Local construction sector rides on favourable winds
November, 24th 2014
Dubai: The local construction and building materials sector could have got itself some breathing space. A dollar that has been firming up quite nicely has made imports from key supplier markets such as China and southern Europe that much cheaper to source. Plus, with China’s own domestic consumption of key construction industry staples, prospects of a firming up in material costs in the medium term appear remote, which will also work in favour of the local sector.
This is of vital significance given that many high-profile project awards are scheduled in the first six months of next year, many of which would have direct bearing on Dubai’s infrastructure preparedness to host the World Expo in 2020. In this context, if construction material prices remain stable or even take a dip, it would mean contractors here need not be concerned unduly about bringing in inflation through imported goods.
“As things stand today, there is no pressure on local suppliers on any key commodity and that should hold true for the next few months,” said Rizwan Sajan, Chairman of Danube. “Suppliers are keeping optimum stocks, and in our case we maintain a 75-90 day inventory. At the same time we retain flexibility to raise stock levels of any particular material depending on demand.” (Sajan contends that there is a flip side to the dollar pricing benefits as these gains will have to be passed on to buyers as well.)
Meanwhile, with China’s own growth stalling, its suppliers are caught with surplus stocks and it could be some time before these are whittled down through orders from outside.
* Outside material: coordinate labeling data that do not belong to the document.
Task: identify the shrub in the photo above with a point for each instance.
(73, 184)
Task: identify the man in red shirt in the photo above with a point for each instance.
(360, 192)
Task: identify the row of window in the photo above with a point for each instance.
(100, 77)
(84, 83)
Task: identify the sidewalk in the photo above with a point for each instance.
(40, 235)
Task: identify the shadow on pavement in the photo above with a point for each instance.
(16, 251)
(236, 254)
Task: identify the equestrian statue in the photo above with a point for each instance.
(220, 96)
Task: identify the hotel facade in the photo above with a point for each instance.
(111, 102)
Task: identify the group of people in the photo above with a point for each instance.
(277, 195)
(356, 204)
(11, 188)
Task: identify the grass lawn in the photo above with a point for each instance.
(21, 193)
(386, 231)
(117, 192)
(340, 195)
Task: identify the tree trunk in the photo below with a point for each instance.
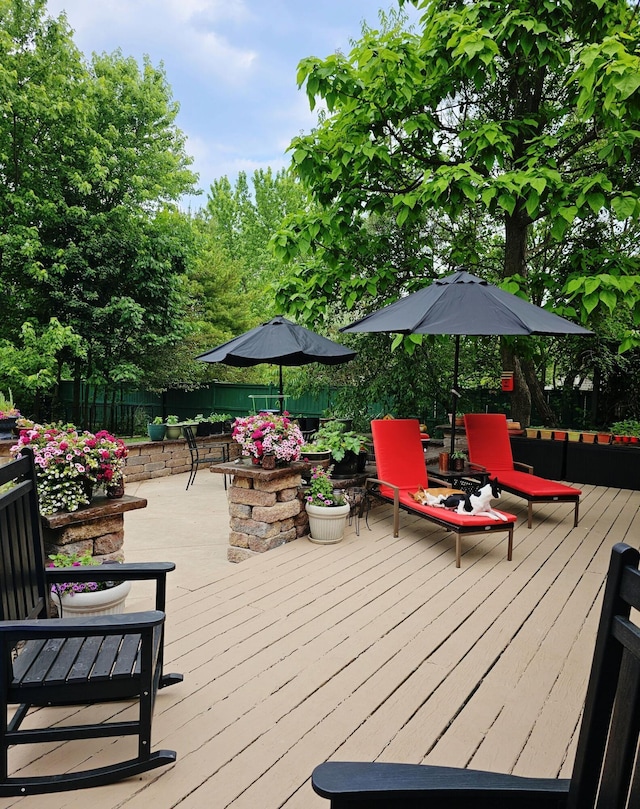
(537, 394)
(520, 397)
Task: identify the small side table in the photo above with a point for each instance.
(468, 479)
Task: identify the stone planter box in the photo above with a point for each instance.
(97, 528)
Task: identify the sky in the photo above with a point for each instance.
(231, 65)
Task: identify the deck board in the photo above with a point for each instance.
(374, 648)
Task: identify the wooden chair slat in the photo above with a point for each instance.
(59, 671)
(37, 657)
(129, 651)
(103, 666)
(82, 666)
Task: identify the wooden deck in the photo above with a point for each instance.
(375, 648)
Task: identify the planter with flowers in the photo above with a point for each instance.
(326, 508)
(69, 464)
(9, 415)
(80, 598)
(268, 434)
(173, 428)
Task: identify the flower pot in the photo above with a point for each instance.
(114, 491)
(327, 523)
(155, 431)
(102, 602)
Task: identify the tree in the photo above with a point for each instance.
(92, 165)
(526, 112)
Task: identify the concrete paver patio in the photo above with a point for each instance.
(374, 648)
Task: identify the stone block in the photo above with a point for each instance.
(262, 544)
(134, 470)
(242, 483)
(154, 466)
(251, 497)
(108, 544)
(258, 529)
(160, 473)
(287, 494)
(240, 510)
(277, 512)
(289, 535)
(87, 530)
(238, 539)
(291, 481)
(239, 554)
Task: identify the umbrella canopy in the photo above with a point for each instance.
(463, 304)
(281, 342)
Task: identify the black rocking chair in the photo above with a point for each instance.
(606, 772)
(63, 661)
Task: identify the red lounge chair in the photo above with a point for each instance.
(490, 448)
(402, 471)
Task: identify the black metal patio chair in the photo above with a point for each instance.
(204, 454)
(606, 771)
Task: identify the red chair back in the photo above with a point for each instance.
(399, 453)
(488, 440)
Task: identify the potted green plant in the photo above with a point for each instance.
(9, 415)
(156, 429)
(344, 445)
(626, 431)
(326, 508)
(173, 428)
(458, 459)
(203, 424)
(86, 597)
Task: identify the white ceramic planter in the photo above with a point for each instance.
(327, 523)
(102, 602)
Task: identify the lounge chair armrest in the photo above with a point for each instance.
(523, 467)
(391, 785)
(379, 482)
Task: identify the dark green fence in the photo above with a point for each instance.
(129, 412)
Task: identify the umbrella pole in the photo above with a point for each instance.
(455, 395)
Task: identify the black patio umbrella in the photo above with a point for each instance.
(463, 304)
(281, 342)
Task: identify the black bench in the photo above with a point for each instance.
(61, 661)
(606, 772)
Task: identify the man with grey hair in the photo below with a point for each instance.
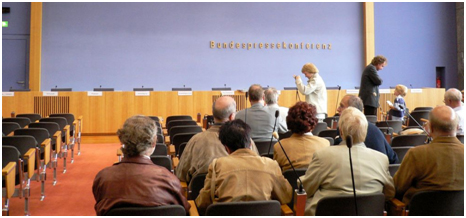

According to industry sources, steel products from China have softened in recent weeks, though wood materials have seen no change and, in some cases, did increase due to raw material shortage.
As for cement, it is reckoned there is still ample underutilised production capacity within the region itself and which can be cranked up if there is a sudden demand spurt brought on by a slew of new projects.
“Planning is always vital, particularly where imported materials are required,” said Christopher Seymour, Partner and head of property — UAE at the construction consultancy EC Harris. “In terms of availability, there has not been a dramatic change in lead times over the last few months, with locally sourced commodities still readily available and stock levels remaining generally in balance.
“We, however, expect demand to accelerate in 2015 which could see shortages emerging in some sectors.”
Even here, there are ways that local contractors and their clients could try and lessen the impact. “With large-scale projects breaking ground in 2015-16, there will be continuous pressure of demand of building materials and steel,” said Sameer Lakhani, Managing Director at Global Capital Partners. “Suppliers will favour larger tickets over mid-sized developers ... leaving the latter exposed to price shocks. Precautions that need to be taken are in the form of price hedges and quantity booking.”
Even then, between now and the time the new projects get mobilised in the UAE, the stronger dollar dynamic has its uses. “Combined with the Eurozone’s slack it will help dampen price increases that had already started to affect construction costs as a result of the building boom in the country,” Lakhani said. “Primary beneficiaries at present appear to be local contractors ... but part of the price benefits will pass on to developers as well.”